The source of the Siberian Traps basalt has been attributed to a mantle plume, which reached the base of the Earth's crust causing volcanic eruptions through the Siberian Craton. It has been suggested that, as the Earth's lithospheric plates moved over the mantle plume (the Iceland plume), the plume produced the Siberian Traps in the Permian and Triassic periods, later going on to produce volcanic activity on the floor of the Arctic Ocean in the Jurassic and Cretaceous, and then generating volcanic activity in Iceland since the Late Cretaceous. Other plate tectonic causes have also been suggested. Another possible cause may be the impact that formed the Wilkes Land crater in Antarctica, which may have been contemporaneous and would have been nearly antipodal to the Traps. The same process of formation may explain a chaotic terrain observed at the antipode of Caloris Planitia, a large impact basin on Mercury. Alternatively, it has been suggested that this terrain formed as a result of the convergence of ejecta at this basin’s antipode. As of 2004[update], this controversial scientific debate was ongoing.
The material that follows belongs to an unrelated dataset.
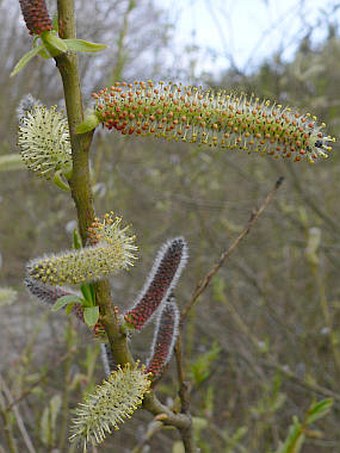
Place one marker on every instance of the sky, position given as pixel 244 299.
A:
pixel 244 32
The Siberian Traps are considered to have erupted via numerous vents over a period of roughly a million years or more, probably east and south of Norilsk in Siberia. Individual eruptions of basalt lavas could have exceeded 2000 km3.
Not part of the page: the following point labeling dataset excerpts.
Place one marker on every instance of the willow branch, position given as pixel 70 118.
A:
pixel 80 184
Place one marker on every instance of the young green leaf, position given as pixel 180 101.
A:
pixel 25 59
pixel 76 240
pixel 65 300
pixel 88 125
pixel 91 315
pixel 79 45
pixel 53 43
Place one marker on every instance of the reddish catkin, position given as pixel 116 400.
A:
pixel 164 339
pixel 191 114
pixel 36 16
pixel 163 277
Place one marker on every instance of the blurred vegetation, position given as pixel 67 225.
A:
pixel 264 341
The presence of extensive tuff and pyroclastic deposits suggests that a number of large explosive eruptions occurred during or before the eruptions of basaltic lavas. The presence of silicic volcanic rocks such as rhyolite is also indicative of explosive eruptions.
Impact on prehistoric life
This massive eruptive event spanned the Permian-Triassic boundary, about 250 million years ago, and is cited as a possible cause of the Permian-Triassic extinction event. One of the major questions is whether the Siberian Traps were directly responsible, or if they were themselves caused by some other, larger event, such as an asteroid impact. A recent hypothesis put forward is that the volcanism was a trigger that led to an explosion of the growth of Methanosarcina, a microbe that then spewed enormous amounts of methane into Earth's atmosphere.
This extinction event, also called the Great Dying, affected all life on Earth, and is estimated to have killed about 95% of all species living at the time. Life on land took at least 30 million years to fully recover from the environmental disruptions which may have been caused by the eruption of the Siberian Traps. Calculations of sea water temperature from δ18O measurements indicate that at the peak of the extinction, the Earth underwent lethally hot global warming, in which equatorial ocean temperatures exceeded 40 °C (104 °F).
Paleontological evidence further indicates that the global distribution of tetrapods vanished, with very rare exceptions in the region of Pangaea that is today Utah, between latitudes bounded by approximately 40°S to 30°N. The tetrapod gap of equatorial Pangaea coincides with an end-Permian to Middle Triassic global "coal gap" that indicates the loss of peat swamps. Peat formation, a product of high plant productivity, was reestablished only in the Anisian stage of the Triassic, and even then only in high southern latitudes, although gymnosperm forests appeared earlier (in the Early Spathian), but again only in northern and southern higher latitudes. In equatorial Pangaea, the establishment of conifer-dominated forests was not until the end of the Spathian, and the first coals at these latitudes did not appear until the Carnian, ~15 million years after their end-Permian disappearance. These signals suggest equatorial temperatures exceeded their thermal tolerance for many marine vertebrates at least during two thermal maxima, whereas terrestrial equatorial temperatures were sufficiently severe to suppress plant and animal abundance during most of the Early Triassic.